Atlanta - Georgia’s newest state agency, the Georgia Department of Community Supervision (DCS), held its ribbon cutting ceremony today in the Sloppy Floyd Building near the capitol.
Born of recommendations from the Georgia Council on Criminal Justice Reform, DCS represents the next phase in Governor Nathan Deal’s ongoing criminal justice reform efforts.
Governor Deal delivered the keynote address at the event. During his address, Deal outlined the reason for the creation of the new agency.
"The creation of the Department of Community Supervision represents another step forward in advancing our criminal justice reform efforts. With the official opening of this department, Georgia will no longer supervise offenders by what they did but rather by where they live and the unique demands of their surroundings.

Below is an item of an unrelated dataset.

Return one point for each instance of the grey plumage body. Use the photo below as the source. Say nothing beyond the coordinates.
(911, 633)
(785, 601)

As a result, we will provide a more efficient system of oversight and support for these families and neighborhoods. Today, we are taking that bold step forward as leaders by launching this new state agency so that Georgia can be safer, more prosperous and an even better place to call home,” said Deal.
When asked about the significance of today’s event, the Commissioner of DCS Michael Nail stated, “we understand and appreciate the importance of what today represents for criminal justice reform in Georgia, but equally as important, we recognize the important work being done by DCS staff and personnel. As the department moves forward, we will remain committed to the highest level of public safety and exceptional service to the citizens of the state of Georgia.”

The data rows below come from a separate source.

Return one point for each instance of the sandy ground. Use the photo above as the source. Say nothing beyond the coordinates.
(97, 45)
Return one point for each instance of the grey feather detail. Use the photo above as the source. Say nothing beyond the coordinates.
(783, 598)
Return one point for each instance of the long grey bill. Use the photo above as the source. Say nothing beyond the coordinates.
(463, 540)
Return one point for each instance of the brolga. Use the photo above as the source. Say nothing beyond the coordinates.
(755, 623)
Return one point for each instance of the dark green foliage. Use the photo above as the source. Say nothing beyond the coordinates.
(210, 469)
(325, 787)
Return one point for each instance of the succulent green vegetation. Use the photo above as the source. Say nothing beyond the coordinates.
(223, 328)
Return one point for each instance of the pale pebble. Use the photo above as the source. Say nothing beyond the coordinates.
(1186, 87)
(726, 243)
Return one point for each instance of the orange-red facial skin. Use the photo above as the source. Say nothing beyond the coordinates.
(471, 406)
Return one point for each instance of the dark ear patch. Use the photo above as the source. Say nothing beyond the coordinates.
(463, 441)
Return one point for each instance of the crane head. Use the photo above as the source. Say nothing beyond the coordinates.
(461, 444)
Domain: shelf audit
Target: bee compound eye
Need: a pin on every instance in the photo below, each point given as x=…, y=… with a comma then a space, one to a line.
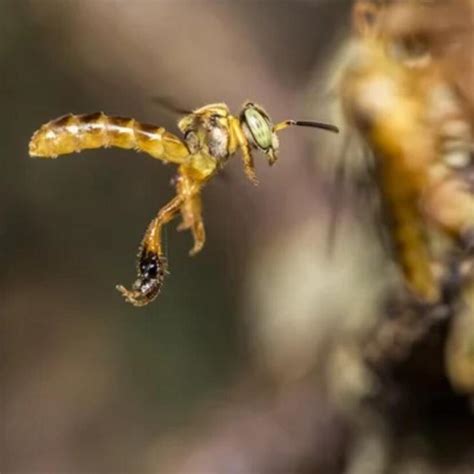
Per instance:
x=192, y=141
x=259, y=127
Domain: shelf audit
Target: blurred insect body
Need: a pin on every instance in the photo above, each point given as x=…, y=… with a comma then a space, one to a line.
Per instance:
x=211, y=136
x=398, y=99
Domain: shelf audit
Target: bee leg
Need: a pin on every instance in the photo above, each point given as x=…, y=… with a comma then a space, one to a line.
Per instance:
x=191, y=212
x=247, y=157
x=151, y=264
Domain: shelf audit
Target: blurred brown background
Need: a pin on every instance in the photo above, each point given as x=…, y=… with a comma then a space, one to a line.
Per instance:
x=89, y=383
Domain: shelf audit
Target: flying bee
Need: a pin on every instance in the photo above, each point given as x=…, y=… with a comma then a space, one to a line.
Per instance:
x=211, y=135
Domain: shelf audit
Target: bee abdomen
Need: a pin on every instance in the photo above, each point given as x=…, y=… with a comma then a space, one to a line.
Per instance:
x=73, y=133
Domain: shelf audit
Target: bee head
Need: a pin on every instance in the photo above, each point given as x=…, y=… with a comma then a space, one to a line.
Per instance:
x=259, y=130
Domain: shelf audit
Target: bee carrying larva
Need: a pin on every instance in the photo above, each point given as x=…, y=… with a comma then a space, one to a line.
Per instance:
x=211, y=136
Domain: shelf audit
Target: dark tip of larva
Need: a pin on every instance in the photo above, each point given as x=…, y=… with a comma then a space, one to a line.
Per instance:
x=147, y=286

DCS employs evidence-based practices to hold offenders accountable and reduce the state's recidivism rate. The department utilizes a holistic approach to offender supervision which involves all facets of the community including, but not limited to: victims and their families, programs for offenders and their families, involvement in community activities and partnerships with other criminal justice agencies. The department also provides offenders with opportunities to make positive changes while in the community through individual support, programs and assistance.
Commencing operations on July 1st, 2015 as a part of the executive branch of Georgia’s government, the department is responsible for the supervision of approximately 180,000 adult felony offenders and Class A & B designated juvenile offenders. Some have been granted parole or a reprieve by the State Board of Pardons and Paroles, while others have received probated or split sentences through Georgia courts.